Le représentant russe à l'Otan,
Dmitri Rogozine, a démenti les rumeurs d'une cargaison secrète de l'Arctic Sea.
Cette idée avait été avancée par Tarmo Kouts, ancien chef des forces
estoniennes de défense, qui estimait que le bateau avait peut-être pour
destination finale l'Iran où il devait livrer des missiles de croisière. Yulia
Latynina, journaliste russe à l'« Echo de Moscou », présume aussi que le chargement
était bien plus sensible : « On pense bien sûr à un approvisionnement en
technologies nucléaires illégales à destination de la Syrie ou de l'Iran ».

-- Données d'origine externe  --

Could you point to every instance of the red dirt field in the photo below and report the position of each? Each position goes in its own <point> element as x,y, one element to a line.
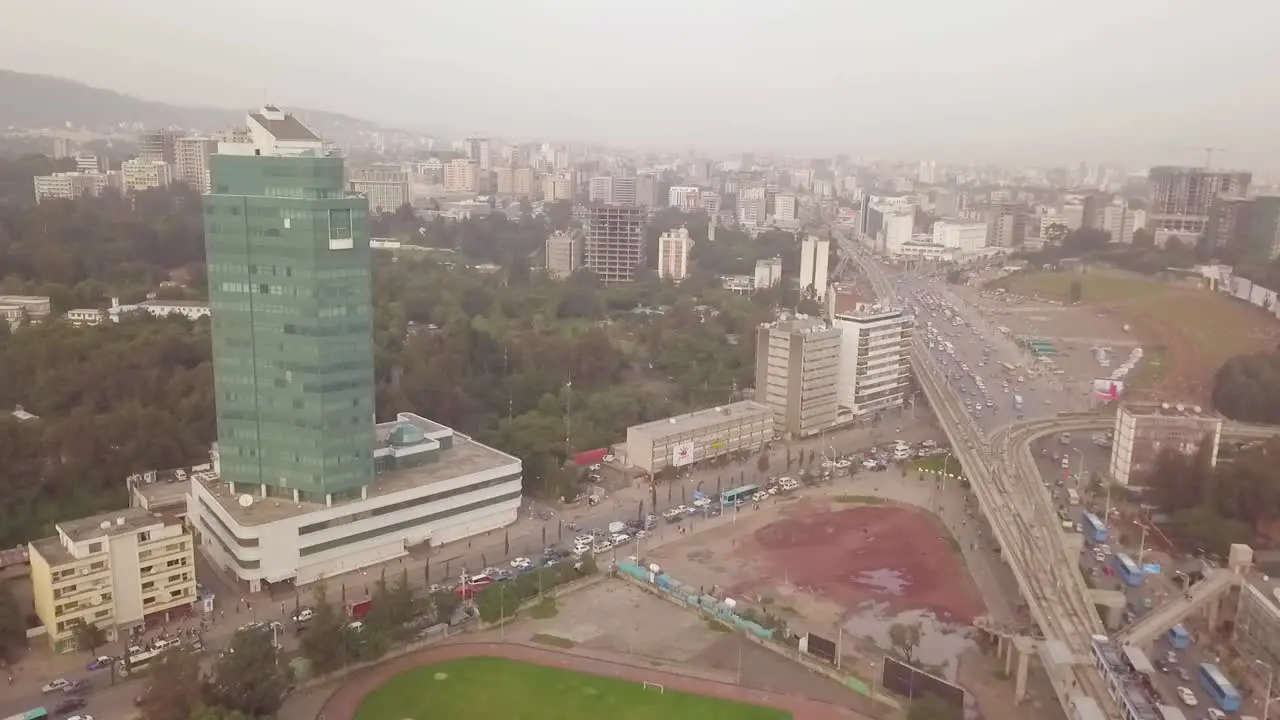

Mais pourquoi un tel trajet quand il est si simple de gagner l'Iran via la mer
Caspienne ? Le détournement de ce navire marchand est également perçu comme une
affaire d'espionnage. En attendant l'épilogue, Moscou continue de qualifier
d'acte de piraterie. L'instruction est menée conformément à la législation
pénale en vigueur dans la Fédération de Russie. L'Estonie s'est associée au
groupe international chargé d'enquêter sur le détournement du cargo a annoncé
lundi le service de presse du Parquet estonien. Le groupe réunit la Finlande,
la Suède et Malte. Une vingtaine de pays y participent. Pendant ce temps,
l'Arctic Sea a fait, hier, route vers le port russe de Novorossiïsk pour
complément d'enquête. Une enquête qui s'allonge pendant que les proches des
marins du cargo dénoncent devant les journalistes le fait que, même après la
libération du cargo, ils ne pouvaient toujours pas contacter les leurs.